Access the Keycloak admin console

Manage organization, identity, and projects from Keycloak
Read time 1 minuteLast updated a month ago

About Keycloak

Unity Virtual Private Cloud includes an identity provider and broker component based on Keycloak. Keycloak includes these major capabilities:
  • Authentication and authorization
  • Storage of information about entities that is required for access control, for example, for users, service accounts, the organization, and projects
Keycloak is included in the above deployment, but you must perform customer-specific postdeployment tasks and administration tasks.

Access Keycloak

From Amazon Web Services (AWS)

To access the Keycloak admin console from a browser, enter a URL in this format:
https://<domain_name>/admin/master/console/
The default user is admin. To retrieve the password, run this command:
kubectl get -n asset-solutions secret keycloak -o jsonpath="{.data.admin-password}" | base64 --decode

From Microsoft Azure

In Keycloak, the predefined unity realm stores all the settings and objects that are related to Virtual Private Cloud. When you open the Keycloak admin console, switch to the unity realm.

Prerequisites for the first access

This step is required only the first time you access the Keycloak admin console. Initialize the AKS cluster credentials on the administrator's machine. Refer to the procedure in the Azure documentation. These credentials are required later. You must have the Azure Kubernetes Service RBAC Cluster Admin role for the cluster. This role must be directly assigned to you or inherited from a parent resource, such as the resource group.

Access the admin console

To access the Keycloak admin console from a browser, use Kubernetes port forwarding:
  1. To establish a port forwarding session to Keycloak, run this command:
    kubectl port-forward -n asset-solutions service/keycloak 8080:80
  2. In the browser, enter this URL:
    http://127.0.0.1:8080/auth/admin

Manage the admin password

The initial administrator username is
admin
. Azure generates the password during deployment.
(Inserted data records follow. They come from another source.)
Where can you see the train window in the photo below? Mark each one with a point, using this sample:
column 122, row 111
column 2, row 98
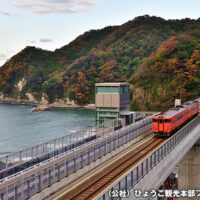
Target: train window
column 155, row 120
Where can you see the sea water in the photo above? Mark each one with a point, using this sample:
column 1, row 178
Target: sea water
column 21, row 128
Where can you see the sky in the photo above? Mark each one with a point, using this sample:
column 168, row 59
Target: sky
column 51, row 24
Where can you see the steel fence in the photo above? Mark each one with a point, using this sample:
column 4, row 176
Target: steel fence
column 130, row 180
column 34, row 179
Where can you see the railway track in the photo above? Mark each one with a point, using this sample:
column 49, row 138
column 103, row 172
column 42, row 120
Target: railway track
column 96, row 184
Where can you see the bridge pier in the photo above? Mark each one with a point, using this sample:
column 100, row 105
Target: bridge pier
column 189, row 167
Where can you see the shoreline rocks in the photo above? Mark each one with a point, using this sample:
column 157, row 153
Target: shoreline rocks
column 42, row 108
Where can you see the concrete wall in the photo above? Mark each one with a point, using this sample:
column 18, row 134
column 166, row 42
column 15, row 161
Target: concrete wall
column 65, row 181
column 189, row 170
column 159, row 173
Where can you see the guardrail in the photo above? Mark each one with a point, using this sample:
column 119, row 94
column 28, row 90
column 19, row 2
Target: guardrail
column 52, row 145
column 34, row 179
column 130, row 180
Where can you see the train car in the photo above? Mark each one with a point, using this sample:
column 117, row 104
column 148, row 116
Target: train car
column 166, row 123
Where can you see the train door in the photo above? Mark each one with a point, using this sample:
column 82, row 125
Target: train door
column 161, row 125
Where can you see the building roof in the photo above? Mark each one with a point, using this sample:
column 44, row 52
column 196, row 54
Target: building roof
column 126, row 112
column 112, row 84
column 173, row 111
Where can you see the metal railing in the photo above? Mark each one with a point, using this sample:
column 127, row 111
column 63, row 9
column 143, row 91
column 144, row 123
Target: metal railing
column 130, row 180
column 34, row 179
column 52, row 145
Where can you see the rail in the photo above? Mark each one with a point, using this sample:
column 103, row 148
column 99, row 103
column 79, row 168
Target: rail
column 130, row 180
column 52, row 145
column 34, row 179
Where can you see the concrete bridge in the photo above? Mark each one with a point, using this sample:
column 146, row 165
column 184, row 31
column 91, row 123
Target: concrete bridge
column 148, row 174
column 183, row 149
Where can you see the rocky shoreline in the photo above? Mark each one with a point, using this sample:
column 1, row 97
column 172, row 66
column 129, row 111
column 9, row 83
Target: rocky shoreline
column 44, row 107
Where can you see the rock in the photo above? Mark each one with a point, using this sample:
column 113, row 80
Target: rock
column 41, row 108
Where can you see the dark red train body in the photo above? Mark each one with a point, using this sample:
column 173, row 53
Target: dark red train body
column 167, row 122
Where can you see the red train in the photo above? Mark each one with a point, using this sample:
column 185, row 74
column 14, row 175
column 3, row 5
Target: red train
column 166, row 123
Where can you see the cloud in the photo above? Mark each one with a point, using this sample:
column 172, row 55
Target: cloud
column 54, row 6
column 45, row 40
column 32, row 41
column 3, row 12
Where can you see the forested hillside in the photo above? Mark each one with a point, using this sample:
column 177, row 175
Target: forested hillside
column 161, row 58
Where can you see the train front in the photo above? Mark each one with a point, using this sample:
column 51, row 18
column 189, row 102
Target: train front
column 161, row 125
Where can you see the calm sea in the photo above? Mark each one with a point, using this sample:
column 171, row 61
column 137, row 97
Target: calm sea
column 21, row 128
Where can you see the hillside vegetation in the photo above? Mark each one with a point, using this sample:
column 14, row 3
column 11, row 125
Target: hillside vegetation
column 161, row 58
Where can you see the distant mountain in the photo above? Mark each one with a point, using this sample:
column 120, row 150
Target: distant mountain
column 159, row 57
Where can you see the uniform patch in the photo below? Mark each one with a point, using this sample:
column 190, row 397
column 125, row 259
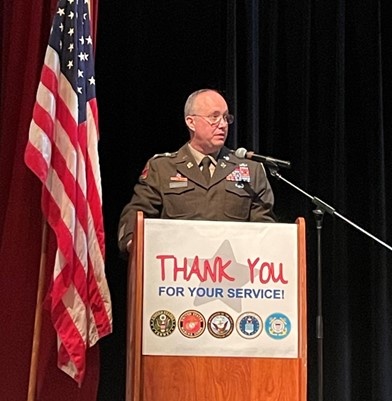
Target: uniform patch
column 249, row 325
column 145, row 171
column 191, row 324
column 240, row 173
column 220, row 325
column 278, row 326
column 162, row 323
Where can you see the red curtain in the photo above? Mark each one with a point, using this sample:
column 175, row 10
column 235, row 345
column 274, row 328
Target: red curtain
column 25, row 30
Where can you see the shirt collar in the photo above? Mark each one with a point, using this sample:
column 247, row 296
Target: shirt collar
column 199, row 156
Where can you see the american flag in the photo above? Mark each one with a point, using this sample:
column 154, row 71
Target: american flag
column 62, row 151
Retrieve the password from the solution key vault. The key vault is in the solution managed resource group, and the secret name is
kc-admin-password
.
To access secrets in the key vault, an administrator might require to perform these tasks:
  • Grant the Key Vault Administrator role to themselves, because the Owner role doesn't provide access to the Key Vault data plane
  • Temporarily allow access to the key vault over the internet By default, public access for this key vault is made unavailable. The recommended practice is to restrict this access to the IPs of specific administrators, in the key vault firewall settings, and, if possible, permanently.
Optionally, in the master realm, perform these actions:
  1. Change the password for the
    admin
    user.
    The recommended practice is to keep the password up-to-date in the key vault.
  2. Add administrative users.
To perform other changes that are related to Virtual Private Cloud settings, go to the unity realm.